The angel smiled. “Trouble not thy wearied soul with worry,” she said.

“I fear for your answer is vague, perhaps even evasive,” observed Jaden.

Then, becoming twin entities, Angela drifted from herself and, levitating above and across the bed, one of the twain she had become remained with Lydia while the other of her knelt by he whom she called Lord. She smiled kindly while squinting her eyes as though to acknowledge his skepticism while yet still remaining cryptic. Then, reaching out her hands from that of her which was on either side of the bed, she took them both by the hand and said, “Behold your days past.”

*

“Doctor,
is the baby all right?” asked a nervous mother after catching her breath following her final push. But before the doctor could answer, the newborn baby broke the unnatural silence and apprehension that had come upon everyone in the delivery room with an adorable cry.
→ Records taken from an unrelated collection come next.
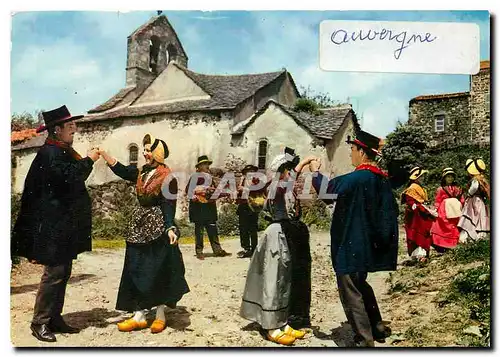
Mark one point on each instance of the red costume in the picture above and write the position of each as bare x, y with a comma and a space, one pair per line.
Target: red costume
444, 230
418, 219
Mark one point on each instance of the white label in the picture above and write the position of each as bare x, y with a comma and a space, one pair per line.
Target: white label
403, 47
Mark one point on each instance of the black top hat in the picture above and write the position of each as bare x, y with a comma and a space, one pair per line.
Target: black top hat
249, 168
56, 116
202, 159
366, 140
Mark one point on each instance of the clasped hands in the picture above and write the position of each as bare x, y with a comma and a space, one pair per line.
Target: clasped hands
96, 152
314, 164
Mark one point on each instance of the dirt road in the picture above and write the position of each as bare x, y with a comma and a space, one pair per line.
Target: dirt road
207, 316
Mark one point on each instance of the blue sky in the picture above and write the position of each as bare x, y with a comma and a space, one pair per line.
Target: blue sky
78, 58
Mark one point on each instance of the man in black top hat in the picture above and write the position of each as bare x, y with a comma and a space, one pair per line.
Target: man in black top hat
54, 223
248, 216
203, 210
364, 234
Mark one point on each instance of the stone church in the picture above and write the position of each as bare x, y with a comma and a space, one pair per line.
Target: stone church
247, 118
454, 119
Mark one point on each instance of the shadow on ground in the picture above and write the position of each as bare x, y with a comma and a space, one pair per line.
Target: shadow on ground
14, 290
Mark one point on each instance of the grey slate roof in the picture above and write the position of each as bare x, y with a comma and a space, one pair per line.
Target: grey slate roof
113, 101
322, 126
226, 92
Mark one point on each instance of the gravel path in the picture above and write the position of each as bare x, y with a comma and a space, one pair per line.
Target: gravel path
207, 316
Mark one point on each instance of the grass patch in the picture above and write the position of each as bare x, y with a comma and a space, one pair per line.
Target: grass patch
451, 294
120, 243
471, 252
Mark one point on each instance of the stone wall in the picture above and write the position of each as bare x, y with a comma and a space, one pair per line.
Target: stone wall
111, 197
480, 110
457, 119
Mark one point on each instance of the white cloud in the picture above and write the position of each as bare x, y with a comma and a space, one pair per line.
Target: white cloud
62, 69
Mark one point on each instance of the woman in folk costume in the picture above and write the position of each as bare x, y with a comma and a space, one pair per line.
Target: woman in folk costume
278, 286
418, 217
248, 211
475, 220
153, 272
449, 201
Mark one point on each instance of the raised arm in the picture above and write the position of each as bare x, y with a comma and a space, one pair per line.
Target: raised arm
129, 173
64, 171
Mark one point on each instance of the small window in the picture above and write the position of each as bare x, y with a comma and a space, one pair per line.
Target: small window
439, 122
171, 53
154, 50
262, 155
133, 157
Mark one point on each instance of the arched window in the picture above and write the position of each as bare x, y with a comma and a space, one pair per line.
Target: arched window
262, 154
171, 53
133, 154
154, 51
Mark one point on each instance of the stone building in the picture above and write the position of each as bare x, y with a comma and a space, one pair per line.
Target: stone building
456, 118
245, 117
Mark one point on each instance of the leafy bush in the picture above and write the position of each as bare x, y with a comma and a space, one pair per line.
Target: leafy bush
15, 206
471, 252
404, 148
306, 105
472, 289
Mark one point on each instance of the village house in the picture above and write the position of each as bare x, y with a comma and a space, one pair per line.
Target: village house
454, 119
248, 118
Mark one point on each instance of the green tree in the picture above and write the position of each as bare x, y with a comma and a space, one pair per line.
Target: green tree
404, 148
23, 121
311, 101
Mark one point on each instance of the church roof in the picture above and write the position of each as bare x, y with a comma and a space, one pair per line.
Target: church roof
151, 23
322, 126
226, 92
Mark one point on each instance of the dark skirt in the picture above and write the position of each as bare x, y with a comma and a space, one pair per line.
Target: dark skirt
297, 237
153, 274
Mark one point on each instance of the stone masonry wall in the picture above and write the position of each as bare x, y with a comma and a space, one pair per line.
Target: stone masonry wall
480, 110
457, 119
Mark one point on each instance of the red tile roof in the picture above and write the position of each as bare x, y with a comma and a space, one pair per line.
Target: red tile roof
440, 96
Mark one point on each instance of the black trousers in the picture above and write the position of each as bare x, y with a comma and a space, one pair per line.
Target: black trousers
249, 226
50, 297
213, 236
297, 237
360, 305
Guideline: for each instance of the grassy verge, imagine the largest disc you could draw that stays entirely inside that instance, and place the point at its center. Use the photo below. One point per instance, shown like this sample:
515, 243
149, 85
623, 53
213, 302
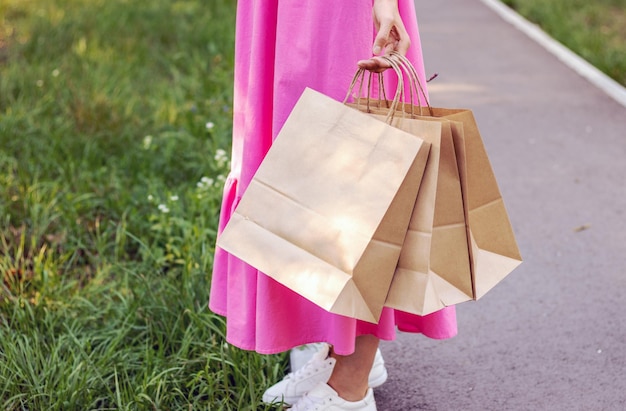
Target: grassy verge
114, 128
595, 30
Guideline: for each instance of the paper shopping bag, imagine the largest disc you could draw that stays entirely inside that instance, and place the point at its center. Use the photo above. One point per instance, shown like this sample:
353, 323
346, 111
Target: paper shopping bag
493, 249
434, 265
327, 211
490, 241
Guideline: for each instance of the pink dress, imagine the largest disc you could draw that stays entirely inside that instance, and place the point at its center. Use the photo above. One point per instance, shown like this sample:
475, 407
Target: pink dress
283, 46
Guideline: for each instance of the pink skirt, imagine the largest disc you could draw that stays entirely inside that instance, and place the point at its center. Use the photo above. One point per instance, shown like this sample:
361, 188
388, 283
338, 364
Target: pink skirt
281, 48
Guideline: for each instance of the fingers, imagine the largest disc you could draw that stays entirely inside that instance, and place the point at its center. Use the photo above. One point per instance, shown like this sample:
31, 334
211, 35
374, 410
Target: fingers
375, 64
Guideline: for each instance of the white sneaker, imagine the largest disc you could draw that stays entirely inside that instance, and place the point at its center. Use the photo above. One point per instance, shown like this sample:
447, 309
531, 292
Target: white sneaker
299, 356
324, 398
317, 370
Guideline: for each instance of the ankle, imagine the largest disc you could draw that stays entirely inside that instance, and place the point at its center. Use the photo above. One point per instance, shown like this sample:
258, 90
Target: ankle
348, 390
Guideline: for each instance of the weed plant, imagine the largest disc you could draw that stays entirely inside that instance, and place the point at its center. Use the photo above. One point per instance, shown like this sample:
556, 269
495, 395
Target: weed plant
115, 120
595, 30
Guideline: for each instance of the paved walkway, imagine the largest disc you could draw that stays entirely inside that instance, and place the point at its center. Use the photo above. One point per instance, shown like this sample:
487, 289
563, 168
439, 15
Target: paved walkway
552, 336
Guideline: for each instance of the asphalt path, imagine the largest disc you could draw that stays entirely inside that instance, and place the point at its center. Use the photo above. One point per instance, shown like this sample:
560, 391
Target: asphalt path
552, 335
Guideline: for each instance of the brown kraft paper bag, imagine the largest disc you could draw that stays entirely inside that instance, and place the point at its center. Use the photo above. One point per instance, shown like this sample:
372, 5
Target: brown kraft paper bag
434, 266
328, 209
492, 250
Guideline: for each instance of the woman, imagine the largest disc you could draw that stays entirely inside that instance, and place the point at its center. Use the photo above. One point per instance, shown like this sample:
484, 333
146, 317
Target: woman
283, 46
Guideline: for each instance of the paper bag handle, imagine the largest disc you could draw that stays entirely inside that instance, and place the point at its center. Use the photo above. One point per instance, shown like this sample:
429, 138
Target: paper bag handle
416, 84
359, 77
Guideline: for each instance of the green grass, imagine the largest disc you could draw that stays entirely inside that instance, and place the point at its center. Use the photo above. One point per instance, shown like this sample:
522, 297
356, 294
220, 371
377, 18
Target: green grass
115, 120
595, 30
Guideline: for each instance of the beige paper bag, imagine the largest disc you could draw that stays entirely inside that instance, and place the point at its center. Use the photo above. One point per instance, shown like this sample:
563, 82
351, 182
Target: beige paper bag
327, 211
Was the child just delivered the anti-Christ? Certainly an occurrence quite beyond strange had just occurred within the walls of the delivery room, thought the doctor as her mind flashed back to the many doomsday movies she had watched in which some poor unsuspecting mother had given birth to the devil. She was much too educated to really believe that, she thought, as she dismissed the notion. But something decidedly unusual and inexplicable did just happen, that much was obvious to not just her but everyone else present.

Hearing the child’s mother asking after her son brought everyone out of the stupefaction that had enthralled them.

“Congratulations! It’s a boy,” said the visibly unsettled doctor as she gently delivered the newly born child to his mother. The father, overcome by emotion, caressed his son’s head as his wife received their child into her arms. The doctor could not identify or relate to what she was feeling; as alien as whatever the sensation carousing through her being was, it was certainly a feeling of some kind, only one very much beyond her scope to even mentally grasp let alone verbally articulate. Though well aware of the fact that she had been in a torpor-like state, somehow the doctor was quite certain that even the most well-read and well-spoken person could never articulate what she had felt as she delivered the little boy, who now lay resting happily in his mother’s arms.

“In all my years delivering babies,” marveled the middle-aged doctor, “delivering your son was,
undeniably
,” she said emphatically, “the most curious event that has ever occurred in my life.” The nurses, in somewhat of a confused and agitated state, nodded vehemently in accord with the doctor’s assertion. Then a thought occurred to the doctor, perhaps her words might have come across as being offensive. “I’m sorry. I didn’t mean that in a-”

“Don’t worry about it, Doctor. I think we all felt the same sense of whatever that was all about for a few minutes,” the father reassured her. “We are just happy that everything is all right.”

Just then a blue flame began to materialize, revealing an elderly couple, Jaden and Lydia. They hovered, unseen, before the bed while everyone else gathered around the mother and her newborn. The couple looked upon all those that had gathered and smiled as they watched the baby being showered with affection. Then Jaden, drifting forward, passed through the bed before vanishing and reappearing behind the mother and her son, whispered into the ear of the new mother, “If you were told today that which your son will be tomorrow, never would you believe the marvel that you now hold in your arms. Your child is, indeed, quite all right, dearest mother.” Then, returning to his wife and reaching out his hand to her, he said, “So is how it began; come, my beloved, let us go forward and relive the days gone by and, once the end we have reached, peace shall we have to make with our mortality… albeit reluctantly on my part,” he added.